So the question is: How does a computer go from binary code representing the letter "g" to the correct combination of pixel illuminations?
Here is what I have managed to figure out so far. I understand how the CPU takes the input generated by the keyboard and stores it in the RAM, and then retrieves it to do operations on using an instruction set. I also understand how it does these operations in detail. Then the CPU transmits the output of an operation which for this example is an instruction set that retrieves the "g" from the memory address and sends it to the monitor output.
Now my question is does the CPU convert the letter "g" to a bitmap directly or does it use a GPU that is either built-in or separate, OR does the monitor itself handle the conversion?
Also, is it possible to write your own code that interprets the binary and formats it for display?
In most systems the CPU doesn't speak with the monitor directly; it sends commands to a graphics card which in turn generates an electric signal that the monitor translates into a picture on the screen. There are many steps in this process and the processing model is system dependent.
From the software perspective, communication with the graphics card is made through a graphics card driver that translates your program's and the operating system's requests into something that the hardware on the card can understand.
There are different kinds of drivers; the simplest to explain is a text mode driver. In text mode the screen is composed of a number of cells, each of which can hold exactly one of predefined characters. The driver includes a predefined bit map font that describes how a character looks like by specifying which pixels are on and which are off . When a program requests a character to be printed on the screen, the driver looks it up in the font and tells the card to change the electric signal it's sending to the monitor so that the pixels on the screen reflect what's in the font.
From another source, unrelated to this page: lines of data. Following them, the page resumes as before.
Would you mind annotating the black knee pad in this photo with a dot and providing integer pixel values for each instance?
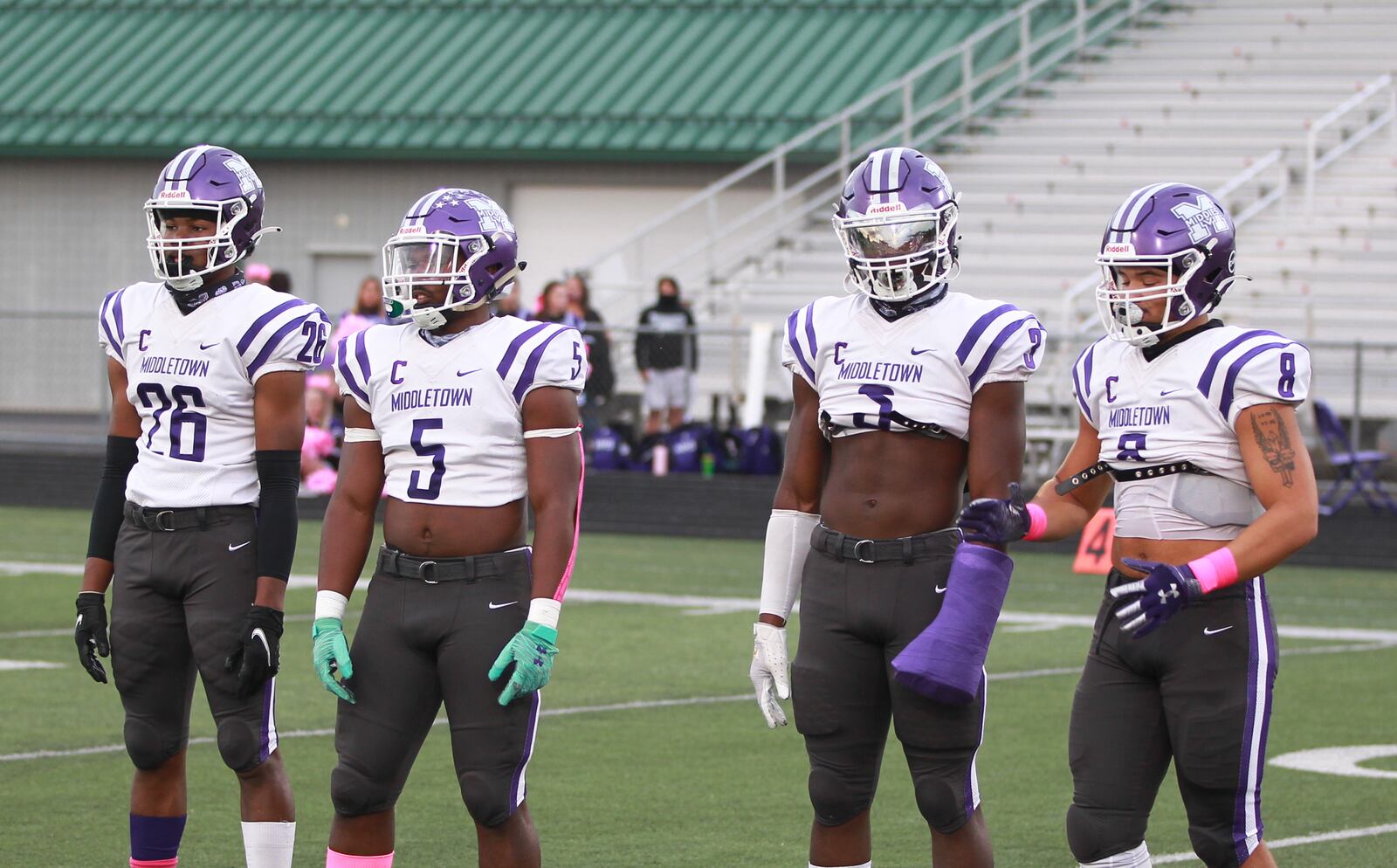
(1215, 846)
(1094, 833)
(150, 747)
(942, 805)
(486, 797)
(837, 800)
(354, 794)
(239, 744)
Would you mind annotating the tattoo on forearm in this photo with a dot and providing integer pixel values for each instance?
(1276, 444)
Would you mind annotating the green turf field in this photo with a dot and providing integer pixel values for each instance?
(653, 755)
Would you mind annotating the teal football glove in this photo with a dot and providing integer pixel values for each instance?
(332, 653)
(531, 651)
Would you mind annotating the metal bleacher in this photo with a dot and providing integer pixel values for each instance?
(1199, 93)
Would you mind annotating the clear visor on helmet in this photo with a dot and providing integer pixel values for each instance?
(430, 262)
(175, 260)
(1145, 297)
(894, 256)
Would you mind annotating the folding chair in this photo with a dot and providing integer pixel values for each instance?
(1357, 472)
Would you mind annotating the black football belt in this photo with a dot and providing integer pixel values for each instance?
(1129, 476)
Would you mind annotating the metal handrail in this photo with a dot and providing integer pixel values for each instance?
(1240, 181)
(1313, 162)
(1086, 23)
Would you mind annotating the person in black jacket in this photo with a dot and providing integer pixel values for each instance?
(667, 351)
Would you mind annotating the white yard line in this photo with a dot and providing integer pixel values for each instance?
(1292, 842)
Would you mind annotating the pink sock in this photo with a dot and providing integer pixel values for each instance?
(340, 860)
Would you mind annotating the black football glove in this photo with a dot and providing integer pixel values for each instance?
(258, 656)
(90, 633)
(994, 520)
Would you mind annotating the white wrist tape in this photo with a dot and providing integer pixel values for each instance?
(545, 611)
(788, 542)
(330, 604)
(551, 432)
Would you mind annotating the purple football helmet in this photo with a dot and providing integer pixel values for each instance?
(453, 237)
(214, 181)
(898, 224)
(1180, 230)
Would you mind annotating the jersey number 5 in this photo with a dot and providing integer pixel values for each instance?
(437, 453)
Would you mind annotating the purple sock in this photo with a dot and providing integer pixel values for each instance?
(945, 661)
(155, 837)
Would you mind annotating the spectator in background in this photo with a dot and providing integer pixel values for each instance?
(319, 448)
(601, 381)
(368, 311)
(667, 351)
(258, 272)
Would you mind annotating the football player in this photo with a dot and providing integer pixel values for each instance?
(901, 389)
(195, 523)
(1194, 425)
(465, 416)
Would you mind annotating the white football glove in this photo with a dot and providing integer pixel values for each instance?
(770, 668)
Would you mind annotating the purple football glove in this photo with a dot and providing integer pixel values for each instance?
(995, 521)
(1159, 596)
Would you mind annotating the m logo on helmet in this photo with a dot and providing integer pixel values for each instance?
(1203, 218)
(248, 181)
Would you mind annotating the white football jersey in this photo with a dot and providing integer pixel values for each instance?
(451, 418)
(1184, 407)
(922, 368)
(192, 377)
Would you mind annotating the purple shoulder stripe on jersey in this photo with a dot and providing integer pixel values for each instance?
(361, 353)
(107, 326)
(513, 349)
(262, 323)
(347, 372)
(1235, 370)
(795, 346)
(528, 749)
(994, 347)
(809, 333)
(531, 365)
(1206, 381)
(978, 328)
(116, 313)
(274, 341)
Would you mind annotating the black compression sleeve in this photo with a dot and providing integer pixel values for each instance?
(279, 472)
(111, 497)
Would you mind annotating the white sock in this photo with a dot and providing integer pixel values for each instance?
(269, 844)
(1138, 857)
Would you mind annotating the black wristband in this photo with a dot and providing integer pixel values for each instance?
(111, 497)
(279, 472)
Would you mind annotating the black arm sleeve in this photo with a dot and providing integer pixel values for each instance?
(279, 472)
(111, 497)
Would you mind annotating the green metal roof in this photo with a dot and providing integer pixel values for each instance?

The text mode has limited use though. You get only one choice of font, a limited choice of colors, and you can't draw graphics like lines or circles: you're limited to characters. For high quality graphics output a different driver is used. Graphics cards typically include a memory buffer that contains the contents of the screen in a well defined format, like "n bits per pixel, m pixels per row, .." To draw something on the screen you just have to write to this memory buffer. In order to do that the driver maps the buffer into the computer memory so that the operating system and programs can use the buffer as if it was a part of RAM. Programs then can directly put the pixels they want to show, and to put the letter g on the screen it's up to the application programmer to output pixels in a way that resembles that letter. Of course there are many libraries to help programmers do this, otherwise the current state of the graphical user interface would be even sorrier than it is.
Of course, this is a simplification of what actually goes on in a computer, and there are systems that don't work exactly like this, for example some CPUs do have an integrated graphics card, and some output devices are not based on drawing pixels but plotting lines, but I hope this clears the confusion a little.